During lexical analysis, the source code is converted into a stream of lexical
tokens that represent the smallest meaningful units of the language. For example,
the source code print("Hello world") would roughly be converted into the following
stream of tokens:
Name("print"), LeftParen, String("Hello world"), RightParen
These tokens are then consumed by the ruff_python_parser, which matches them against a set of
grammar rules to verify that the source code is syntactically valid and to construct
an AST that represents the source code.
During parsing, the ruff_python_parser consumes the tokens generated by the lexer and constructs
a tree representation of the source code. The tree is made up of nodes that represent
the different syntactic constructs of the language. If the source code is syntactically
invalid, parsing fails and an error is returned. After a successful parse, the AST can
be used to perform further analysis on the source code. Continuing with the example
above, the AST generated by the ruff_python_parser would roughly look something like this:
node: Expr {
value: {
node: Call {
func: {
node: Name {
id: "print",
ctx: Load,
},
},
args: [
node: Constant {
value: Str("Hello World"),
kind: None,
},
],
keywords: [],
},
},
},
Note: The Tokens/ASTs shown above are not the exact tokens/ASTs generated by the ruff_python_parser.

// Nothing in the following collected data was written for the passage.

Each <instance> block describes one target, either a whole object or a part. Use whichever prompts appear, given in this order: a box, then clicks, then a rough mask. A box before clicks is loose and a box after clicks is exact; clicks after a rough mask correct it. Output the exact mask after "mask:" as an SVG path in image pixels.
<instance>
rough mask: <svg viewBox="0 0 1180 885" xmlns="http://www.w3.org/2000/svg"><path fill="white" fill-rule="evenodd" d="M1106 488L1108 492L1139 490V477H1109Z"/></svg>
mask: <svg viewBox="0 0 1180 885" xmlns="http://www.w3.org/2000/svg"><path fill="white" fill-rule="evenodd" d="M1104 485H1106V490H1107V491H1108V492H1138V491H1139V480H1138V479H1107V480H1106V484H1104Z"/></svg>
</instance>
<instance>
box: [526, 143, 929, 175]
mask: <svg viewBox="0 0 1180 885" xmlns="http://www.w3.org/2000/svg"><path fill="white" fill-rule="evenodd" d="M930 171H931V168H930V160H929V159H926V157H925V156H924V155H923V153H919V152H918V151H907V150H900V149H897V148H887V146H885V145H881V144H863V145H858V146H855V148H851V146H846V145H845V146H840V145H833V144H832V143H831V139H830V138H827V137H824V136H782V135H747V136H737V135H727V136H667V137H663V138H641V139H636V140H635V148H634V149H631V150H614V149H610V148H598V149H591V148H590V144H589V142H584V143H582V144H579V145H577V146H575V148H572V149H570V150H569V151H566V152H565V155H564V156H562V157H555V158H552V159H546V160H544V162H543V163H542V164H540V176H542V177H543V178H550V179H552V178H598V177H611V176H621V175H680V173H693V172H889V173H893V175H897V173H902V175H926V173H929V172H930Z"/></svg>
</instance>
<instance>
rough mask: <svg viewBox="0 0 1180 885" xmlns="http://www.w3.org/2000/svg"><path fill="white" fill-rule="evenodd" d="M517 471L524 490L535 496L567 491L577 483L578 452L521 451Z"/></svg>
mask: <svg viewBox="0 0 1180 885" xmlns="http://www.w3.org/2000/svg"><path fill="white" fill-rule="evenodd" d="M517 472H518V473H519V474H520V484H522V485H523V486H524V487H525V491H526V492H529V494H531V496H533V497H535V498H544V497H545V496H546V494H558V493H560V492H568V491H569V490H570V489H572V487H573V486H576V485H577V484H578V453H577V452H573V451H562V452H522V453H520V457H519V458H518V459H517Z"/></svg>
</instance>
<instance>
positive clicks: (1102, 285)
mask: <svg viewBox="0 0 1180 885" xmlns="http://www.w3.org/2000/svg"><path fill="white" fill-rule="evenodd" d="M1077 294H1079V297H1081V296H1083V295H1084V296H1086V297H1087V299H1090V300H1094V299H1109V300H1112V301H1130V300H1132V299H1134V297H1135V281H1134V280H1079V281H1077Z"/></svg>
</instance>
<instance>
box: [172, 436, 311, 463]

Refer to the playground for the correct representation.
Source code layout
The functionality of this crate is split into several modules:
- token: This module contains the definition of the tokens that are generated by the lexer.
- lexer: This module contains the lexer and is responsible for generating the tokens.
- parser: This module contains an interface to the [Parsed] and is responsible for generating the AST.
- mode: This module contains the definition of the different modes that the
ruff_python_parsercan be in.